Two old friends could amicably agree disagree on that, as I disagree with virtually all my liberal friends.

But your loyalty to the Clintons has apparently extended to involvement in generating the Russiagate narrative, which has exacerbated tensions between Russia and the USA and spread paranoia in the Democratic establishment and mainstream media. I am always disturbed by the hypocrisy of Americans who complain about foreign meddling in our elections, when the USA is the undisputed champ in that event. Indeed, we go beyond meddling (Yeltsin’s reelection in 1996) to actual coups, not to mention regime-change wars.

My concern about this has come to a head with the recent revelation of your complicity in the dissemination of the Steele dossier, whose subsource, Igor Danchenko, was a Russian national employed by Brookings.

I don’t know which is worse: that you and your colleagues at Brookings believed the dossier’s unfounded claims, or that you didn’t but found it politically useful in the attempt to subvert the Trump campaign and delegitimize his election. I suspect the latter. But doesn’t this implicate you in the creation of a powerful Russophobic narrative in contemporary American politics that has demonized Putin and needlessly ramped up tension between two nuclear powers?

A lifelong Democrat who voted for Bill twice and Hillary once, I am no fan of Trump or of Putin. But Russiagate has served as a distraction from Hillary’s responsibility for her catastrophic defeat and from the real weaknesses of the neoliberal Democratic Party, with its welfare “reform,” crime bill, and abandonment of its traditional working-class base.
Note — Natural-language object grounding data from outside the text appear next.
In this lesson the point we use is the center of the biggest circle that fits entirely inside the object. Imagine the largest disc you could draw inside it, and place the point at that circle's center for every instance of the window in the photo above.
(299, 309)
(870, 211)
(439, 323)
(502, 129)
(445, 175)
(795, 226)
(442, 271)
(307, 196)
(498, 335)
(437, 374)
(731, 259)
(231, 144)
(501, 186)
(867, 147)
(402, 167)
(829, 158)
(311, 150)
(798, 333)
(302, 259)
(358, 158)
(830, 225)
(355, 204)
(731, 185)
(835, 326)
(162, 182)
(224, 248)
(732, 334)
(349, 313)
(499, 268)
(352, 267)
Moreover, in and of itself, the Russiagate story represents what Matt Taibbi has called this generation’s WMD media scandal. The narrative, challenged from the beginning by a few intrepid independent journalists like Glenn Greenwald, Matt Taibbi, and Aaron Maté, and the Veteran Intelligence Professionals for Sanity, is now being further undermined by the declassification of documents by the Senate. If, as I have recently read, you were active in disseminating the Steele dossier, you have contributed to the mainstream media’s gaslighting of the American public—liberals, at least (like most of my friends). Ironically, then, you have given credence to Trump’s often, but not always, false charge: “Fake News.” Once described as a Russophile, you now seem complicit in the creation of a nation-wide paranoid and hysterical Russophobia and neo-McCarthyism.

Say it ain’t so, Strobe!

So long, old friend,

Tom Couser

Tom Couser is a professor emeritus of English at Hofstra University.